Denn die Uraufführung der neuen Oper «George» der australischen Komponistin Elena Kats-Chernin in Hannover bringt eine lustige, wilde, quirlig-spritzige, pathetische und eindringliche Mischung aus Oper, Schauspiel und Casting-Show auf die Bühne.
 
Wer glaubt, in Sachen Casting bei RTL schon alle denkbaren schrecklichen Darbietungen erlebt zu haben, kennt diese Oper nicht: Von der Schlager-Schnulze bis zum Rap ist alles dabei. Nicht nur die Musik persifliert hier, auch der Text des Filmemachers Axel Ranisch («Dicke Mädchen») passt perfekt. Kostprobe gefällig: «Mein Vater war ein Vollidiot, ein stinkendfauler Sack - mir und meiner Mum hat er das Leben fett verkackt.» Eine Persiflage in der Persiflage.
 
Denn das ist die ganze Oper, mit musikalischen Zitaten aus zahllosen Genres. Erinnerungen an die Barocktrompete werden wach, wenn sich der wunderbar dekadente und überkandidelte Monarch George I. - grell geschminkt, mit großen Gesten und in Spiellaune: der gefeierte Altist Jochen Kowalski - per Sänfte auf die Bühne tragen lässt und das Publikum mit seiner Herablassung beschenkt.
 
Dazu schaut der zweite George - eben Händel, dargestellt vom Schauspieler Heiko Pinkowski und ironischerweise der einzige in der Oper, der nicht singt - beim Vorsingen genauso baff drein wie die Fernsehzuschauer bei den schrägeren Darbietungen beim RTL-Casting.
 
Überhaupt - Casting? Zur Zeit Händels? Oh ja, nur nennt man es Vorsingen. Und darum geht es in der Oper - der eine George (Händel) erhält von seinem König - dem anderen George - einen Kompositionsauftrag. Gleichzeitig verlangt der Monarch neue Stars. So muss der Komponist auf Sängersuche gehen, vermisst aber schon bald seinen wegen falscher Töne gefeuerten Kastraten Sino (Countertenor Denis Lakey). Denn mit den neuen Stars ist nicht viel Staat zu machen.
 
So bringt Händel seinen ihn liebenden Kastraten von der Casting-Reise einfach wieder mit.
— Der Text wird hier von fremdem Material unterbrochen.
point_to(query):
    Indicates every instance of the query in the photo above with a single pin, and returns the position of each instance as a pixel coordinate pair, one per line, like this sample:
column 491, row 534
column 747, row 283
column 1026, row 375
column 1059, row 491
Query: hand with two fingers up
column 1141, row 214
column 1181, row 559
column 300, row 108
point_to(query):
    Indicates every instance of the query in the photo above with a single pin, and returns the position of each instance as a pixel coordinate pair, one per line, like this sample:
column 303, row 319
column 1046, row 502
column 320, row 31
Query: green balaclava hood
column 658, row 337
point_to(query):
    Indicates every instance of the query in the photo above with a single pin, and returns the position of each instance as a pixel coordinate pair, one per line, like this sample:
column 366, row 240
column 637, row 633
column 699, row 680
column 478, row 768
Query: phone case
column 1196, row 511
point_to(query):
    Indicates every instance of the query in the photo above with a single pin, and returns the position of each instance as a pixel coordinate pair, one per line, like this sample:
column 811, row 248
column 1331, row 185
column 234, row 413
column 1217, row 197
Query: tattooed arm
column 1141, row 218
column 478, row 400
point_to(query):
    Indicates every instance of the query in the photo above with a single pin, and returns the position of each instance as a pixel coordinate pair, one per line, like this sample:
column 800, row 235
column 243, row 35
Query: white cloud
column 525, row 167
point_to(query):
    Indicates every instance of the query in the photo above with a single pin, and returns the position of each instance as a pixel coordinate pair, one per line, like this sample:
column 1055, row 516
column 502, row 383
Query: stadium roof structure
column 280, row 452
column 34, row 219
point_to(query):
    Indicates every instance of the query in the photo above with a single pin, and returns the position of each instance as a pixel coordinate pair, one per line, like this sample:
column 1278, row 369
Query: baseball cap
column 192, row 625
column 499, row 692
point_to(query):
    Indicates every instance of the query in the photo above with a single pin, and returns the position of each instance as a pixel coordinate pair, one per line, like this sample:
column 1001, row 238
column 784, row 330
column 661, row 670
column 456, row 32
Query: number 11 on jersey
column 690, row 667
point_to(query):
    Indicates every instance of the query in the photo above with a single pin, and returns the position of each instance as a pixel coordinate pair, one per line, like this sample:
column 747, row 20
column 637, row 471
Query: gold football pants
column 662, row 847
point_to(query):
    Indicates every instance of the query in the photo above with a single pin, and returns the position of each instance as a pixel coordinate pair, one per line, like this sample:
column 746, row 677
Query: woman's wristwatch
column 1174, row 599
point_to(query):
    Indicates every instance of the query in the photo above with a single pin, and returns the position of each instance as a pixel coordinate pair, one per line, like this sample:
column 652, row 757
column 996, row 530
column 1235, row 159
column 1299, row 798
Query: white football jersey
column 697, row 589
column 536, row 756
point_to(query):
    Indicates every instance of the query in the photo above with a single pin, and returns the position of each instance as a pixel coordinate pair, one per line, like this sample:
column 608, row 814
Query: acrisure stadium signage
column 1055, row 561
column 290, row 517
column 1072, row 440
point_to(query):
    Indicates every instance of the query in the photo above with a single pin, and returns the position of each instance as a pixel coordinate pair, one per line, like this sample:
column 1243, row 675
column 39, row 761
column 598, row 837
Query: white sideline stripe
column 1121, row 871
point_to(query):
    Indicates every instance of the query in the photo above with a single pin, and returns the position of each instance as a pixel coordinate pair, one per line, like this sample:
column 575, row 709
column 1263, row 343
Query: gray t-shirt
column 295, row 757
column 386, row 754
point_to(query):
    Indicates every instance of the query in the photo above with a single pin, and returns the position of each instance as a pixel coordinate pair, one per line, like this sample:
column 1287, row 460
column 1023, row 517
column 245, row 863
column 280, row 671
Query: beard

Das wiederum verärgert den König - Oper ist damals Chefsache und Homosexualität nicht wohlgelitten. Gut, dass im letzten Moment das übermenschliche Gesangswunder Finella (Eleanor Lyons) vorbeischaut - die beherrscht zwar nur den Laut «ah», aber den singt sie wundervoll. So erinnert sie teils an die singende Puppe Olympia aus Offenbachs «Hoffmanns Erzählungen». Während Sino als Persiflage sowohl der barocken als auch der zeitgenössischen Oper viel Pathos beisteuert - und Gesangslinien, die an die handelsüblicheren neuen Opern erinnern.
 
So fällt der Zugang zur zeitgenössischen Oper leicht, Kats-Chernin hat eine spritzige Musik abgeliefert, die vom Spiel mit den musikalischen Vorbildern lebt. Dass sie gefällige und zugängliche - und dennoch anspruchsvolle - Musik zu schreiben versteht, hat sie allerdings nicht zum ersten Mal bewiesen. Das hat auch die Eröffnung der Olympischen Spiele in Sydney mit ihrer Musik bewiesen. Was sagt das Publikum zu dem neuen Werk? Riesenapplaus.